D'après la dernière étude d'UBS, le coup de frein de la croissance économique et
la baisse des taux d'épargne des pays développés impliqués par le vieillissement de
la population ne se traduiront pas automatiquement par l'affaiblissement des
marchés financiers. Les mutations démographiques seront probablement
accentuées par d'autres tendances fondamentales, telles que la diversification
géographique des bénéfices, l'intégration des marchés des capitaux mondiaux et
la modification des actifs des institutions de prévoyance. Au niveau des bénéfices,
les entreprises investissant à l'étranger et augmentant la diversification
géographique de leur structure de ventes et de coûts, les bénéfices se dissocieront
de plus en plus de la croissance de l'économie du pays d'origine.
Cela dit, les taux d'intérêt réels (c.-à-d., corrigés de l'inflation) dépendront de plus
en plus de l'interaction au niveau mondial entre la demande d'investissement et
l'offre d'épargne. Dans les pays industrialisés, toute réduction de l'épargne liée à
la dégradation de la situation financière pendant la retraite devrait exercer une
pression haussière sur les taux réels, alors que l'inverse devrait s'appliquer aux pays
en développement. Néanmoins, des marchés obligataires de plus en plus intégrés
contribueront à atténuer ces effets. En particulier, le flux de capitaux des marchés
émergents, plus économes, vers les pays développés à faible taux d'épargne va
vraisemblablement limiter la pression haussière sur les taux réels des pays
développés.
L'impact des tendances démographiques sur les marchés financiers pourrait se
manifester de manière plus évidente au niveau des actifs des institutions de
prévoyance. Au vu de la réduction de l'horizon de placement, ces dernières vont
probablement délaisser les actions pour orienter leur allocation d'actifs vers le
domaine obligataire, commençant même à axer leurs positions obligataires vers les
emprunts à taux court, au vu du vieillissement de leurs affiliés. Dans l'ensemble, la
mutation de la composition du portefeuille devrait avoir un impact négatif sur les
actions et soutenir les obligations (c.-à-d., contribuer à maintenir des taux
obligataires bas).
Toutefois, ce comportement étant plus le fait des institutions de prévoyance que
des investisseurs individuels, nous pensons qu'il sera le plus manifeste dans les
pays dotés d'un système de retraite bien développé. Les meilleurs exemples sont
les Pays-Bas, le Royaume-Uni, les Etats-Unis et, dans une moindre mesure, la
Suisse. Dans certains pays au vieillissement accéléré fortement dépendants des
programmes de retraite publics dits de répartition, ce contexte particulier devrait
soutenir la performance du marché financier, ce qui se traduira par l'enracinement
de la culture des actions, l'approfondissement des marchés financiers et une
demande accrue d'actifs financiers. Les pays les plus susceptibles d'en faire
l'expérience sont l'Allemagne, la France et l'Italie.
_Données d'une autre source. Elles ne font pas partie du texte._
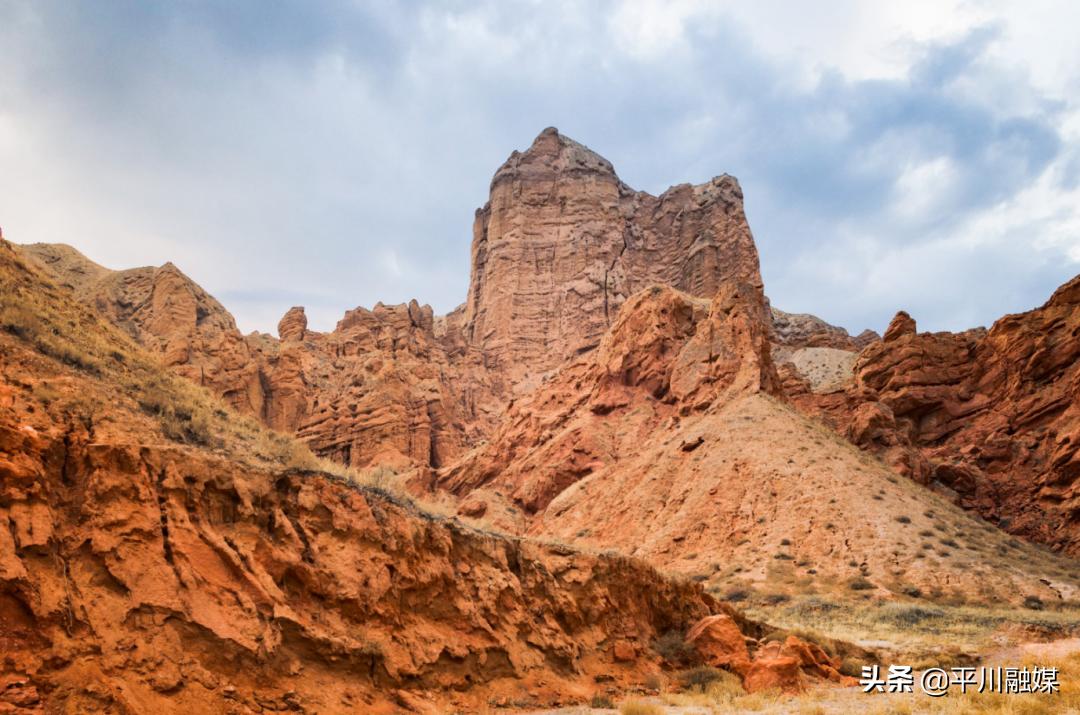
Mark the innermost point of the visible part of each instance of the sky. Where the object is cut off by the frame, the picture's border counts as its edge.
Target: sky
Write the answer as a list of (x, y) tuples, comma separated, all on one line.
[(917, 156)]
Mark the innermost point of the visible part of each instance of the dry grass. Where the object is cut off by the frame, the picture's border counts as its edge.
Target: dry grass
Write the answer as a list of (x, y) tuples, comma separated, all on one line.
[(639, 707), (922, 633)]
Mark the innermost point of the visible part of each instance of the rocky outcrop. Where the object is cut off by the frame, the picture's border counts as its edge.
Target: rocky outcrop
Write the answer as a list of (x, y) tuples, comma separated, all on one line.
[(902, 324), (805, 331), (167, 313), (788, 665), (671, 442), (988, 417), (557, 250), (142, 576), (670, 349), (563, 243), (293, 326)]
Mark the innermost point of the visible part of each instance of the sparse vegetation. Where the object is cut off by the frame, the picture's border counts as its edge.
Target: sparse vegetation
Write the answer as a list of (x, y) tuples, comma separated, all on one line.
[(640, 707), (673, 648), (601, 701)]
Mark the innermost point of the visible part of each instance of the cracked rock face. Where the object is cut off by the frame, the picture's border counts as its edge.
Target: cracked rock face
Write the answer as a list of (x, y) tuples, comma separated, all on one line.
[(563, 243), (138, 575), (990, 417)]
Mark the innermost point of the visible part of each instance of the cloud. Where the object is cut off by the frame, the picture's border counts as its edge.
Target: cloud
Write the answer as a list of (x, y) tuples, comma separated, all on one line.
[(333, 153)]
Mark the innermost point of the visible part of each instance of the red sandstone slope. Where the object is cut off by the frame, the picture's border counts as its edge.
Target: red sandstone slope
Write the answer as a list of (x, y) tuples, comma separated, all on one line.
[(154, 556), (170, 314), (670, 443), (557, 248), (991, 417)]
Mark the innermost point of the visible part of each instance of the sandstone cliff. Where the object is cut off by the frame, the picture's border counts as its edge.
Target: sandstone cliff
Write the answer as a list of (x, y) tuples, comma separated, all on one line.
[(563, 243), (990, 417), (146, 568), (167, 313), (671, 442)]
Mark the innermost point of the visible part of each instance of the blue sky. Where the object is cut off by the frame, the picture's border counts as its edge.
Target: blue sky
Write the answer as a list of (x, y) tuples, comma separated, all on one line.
[(923, 157)]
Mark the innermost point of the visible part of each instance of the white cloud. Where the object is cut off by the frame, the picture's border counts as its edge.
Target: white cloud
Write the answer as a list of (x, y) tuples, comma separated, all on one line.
[(274, 153)]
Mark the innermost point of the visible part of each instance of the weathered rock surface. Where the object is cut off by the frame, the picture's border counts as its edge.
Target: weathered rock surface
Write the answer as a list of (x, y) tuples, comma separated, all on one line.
[(558, 247), (990, 417), (167, 313), (140, 576), (670, 442), (563, 243), (377, 390)]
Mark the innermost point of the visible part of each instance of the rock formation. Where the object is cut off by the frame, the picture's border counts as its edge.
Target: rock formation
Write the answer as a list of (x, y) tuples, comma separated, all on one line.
[(559, 246), (563, 243), (171, 315), (671, 442), (805, 331), (143, 575), (989, 417)]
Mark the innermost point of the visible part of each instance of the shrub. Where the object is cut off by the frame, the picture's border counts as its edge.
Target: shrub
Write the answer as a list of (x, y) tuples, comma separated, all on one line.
[(699, 677), (601, 701), (673, 648), (1034, 603)]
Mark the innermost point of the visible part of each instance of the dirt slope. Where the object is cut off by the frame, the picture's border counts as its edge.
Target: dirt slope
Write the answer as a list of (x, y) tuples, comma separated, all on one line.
[(672, 442), (157, 555)]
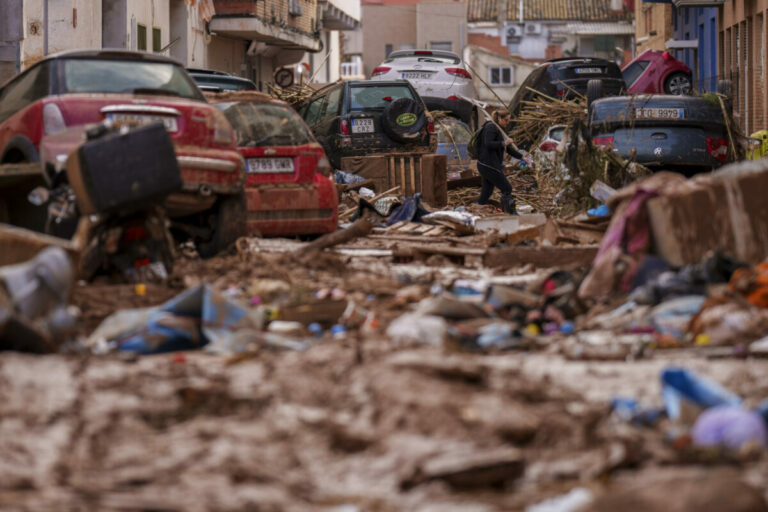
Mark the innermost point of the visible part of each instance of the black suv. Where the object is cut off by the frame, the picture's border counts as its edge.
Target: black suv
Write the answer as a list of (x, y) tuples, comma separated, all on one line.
[(362, 117), (562, 78)]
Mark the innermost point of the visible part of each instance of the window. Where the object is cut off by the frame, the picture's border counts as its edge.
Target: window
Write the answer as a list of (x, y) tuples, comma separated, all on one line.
[(334, 101), (605, 44), (157, 42), (446, 46), (501, 75), (141, 37), (313, 111)]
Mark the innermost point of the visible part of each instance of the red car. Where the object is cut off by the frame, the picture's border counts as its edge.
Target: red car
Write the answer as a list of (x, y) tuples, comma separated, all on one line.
[(84, 87), (655, 72), (289, 190)]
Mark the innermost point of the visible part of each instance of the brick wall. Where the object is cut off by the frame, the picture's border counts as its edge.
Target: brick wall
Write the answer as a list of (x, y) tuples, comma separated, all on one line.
[(743, 33)]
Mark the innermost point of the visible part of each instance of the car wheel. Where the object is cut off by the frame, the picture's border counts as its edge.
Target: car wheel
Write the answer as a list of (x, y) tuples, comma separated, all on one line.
[(404, 120), (228, 223), (594, 91), (678, 84)]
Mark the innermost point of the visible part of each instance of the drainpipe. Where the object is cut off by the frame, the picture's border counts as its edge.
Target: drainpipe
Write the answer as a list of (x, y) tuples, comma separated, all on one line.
[(45, 27)]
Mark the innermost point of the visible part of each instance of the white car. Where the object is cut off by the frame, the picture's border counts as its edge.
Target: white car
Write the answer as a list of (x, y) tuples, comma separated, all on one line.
[(432, 73)]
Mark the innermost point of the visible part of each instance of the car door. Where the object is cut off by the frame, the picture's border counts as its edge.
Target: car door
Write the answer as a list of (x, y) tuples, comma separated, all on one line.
[(326, 126)]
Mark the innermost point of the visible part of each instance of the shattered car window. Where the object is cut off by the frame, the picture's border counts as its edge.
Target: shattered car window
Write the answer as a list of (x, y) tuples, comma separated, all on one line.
[(127, 76), (265, 124), (364, 97)]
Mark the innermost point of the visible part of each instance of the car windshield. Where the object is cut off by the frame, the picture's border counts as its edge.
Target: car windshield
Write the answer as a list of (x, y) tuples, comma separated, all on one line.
[(128, 76), (365, 97), (448, 129), (557, 133), (265, 124), (633, 71)]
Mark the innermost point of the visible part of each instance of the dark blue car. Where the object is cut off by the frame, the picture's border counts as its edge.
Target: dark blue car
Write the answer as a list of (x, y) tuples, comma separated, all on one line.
[(453, 137), (687, 134)]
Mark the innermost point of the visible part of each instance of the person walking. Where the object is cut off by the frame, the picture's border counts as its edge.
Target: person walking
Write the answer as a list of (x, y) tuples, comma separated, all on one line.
[(490, 160)]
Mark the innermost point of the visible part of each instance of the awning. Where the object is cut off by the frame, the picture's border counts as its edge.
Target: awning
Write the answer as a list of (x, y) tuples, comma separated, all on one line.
[(335, 18), (609, 28), (256, 29)]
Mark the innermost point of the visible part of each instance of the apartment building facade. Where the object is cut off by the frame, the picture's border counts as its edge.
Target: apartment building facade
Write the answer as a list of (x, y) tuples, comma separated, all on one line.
[(248, 38), (742, 57), (391, 25)]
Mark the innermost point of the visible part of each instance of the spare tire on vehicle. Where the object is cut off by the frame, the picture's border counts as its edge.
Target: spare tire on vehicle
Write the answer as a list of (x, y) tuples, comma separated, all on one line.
[(404, 120), (594, 91)]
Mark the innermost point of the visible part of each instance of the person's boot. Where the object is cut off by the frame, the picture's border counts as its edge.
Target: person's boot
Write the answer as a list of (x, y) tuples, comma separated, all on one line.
[(508, 205)]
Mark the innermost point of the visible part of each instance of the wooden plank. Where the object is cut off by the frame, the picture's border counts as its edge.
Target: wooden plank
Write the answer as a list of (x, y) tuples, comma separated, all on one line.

Pour finir, le rapport identifie des mutations, tant positives que négatives, sur le front de la demande de produits et services en conséquence du vieillissement ainsi que les répercussions de la pénurie de main-d'oeuvre sur une certaine catégorie de secteurs. En particulier, UBS aborde les effets du vieillissement de la population sur la santé, les biens de consommation cycliques et discrétionnaires, les technologies et la finance. Selon UBS, les retombées de l'évolution démographique sur les secteurs d'activité et les entreprises seront lourdes et requerront une bonne compréhension des principaux problèmes rencontrés par chaque secteur. Dans certains secteurs, tels que l'agroalimentaire et l'assemblage automobile, les centres de production se déplaceront très probablement vers les régions où la main d'oeuvre est moins onéreuse. Dans d'autres, tels que l'orthopédie et la banque, les produits et les services devront s'adapter pour répondre à la demande d'une base de clientèle vieillissante. De plus, de nouveaux secteurs, tels que la robotique et l'équipement médical à domicile, vont s'imposer pour palier la pénurie de main-d'oeuvre afin de répondre aux besoins de clients âgés.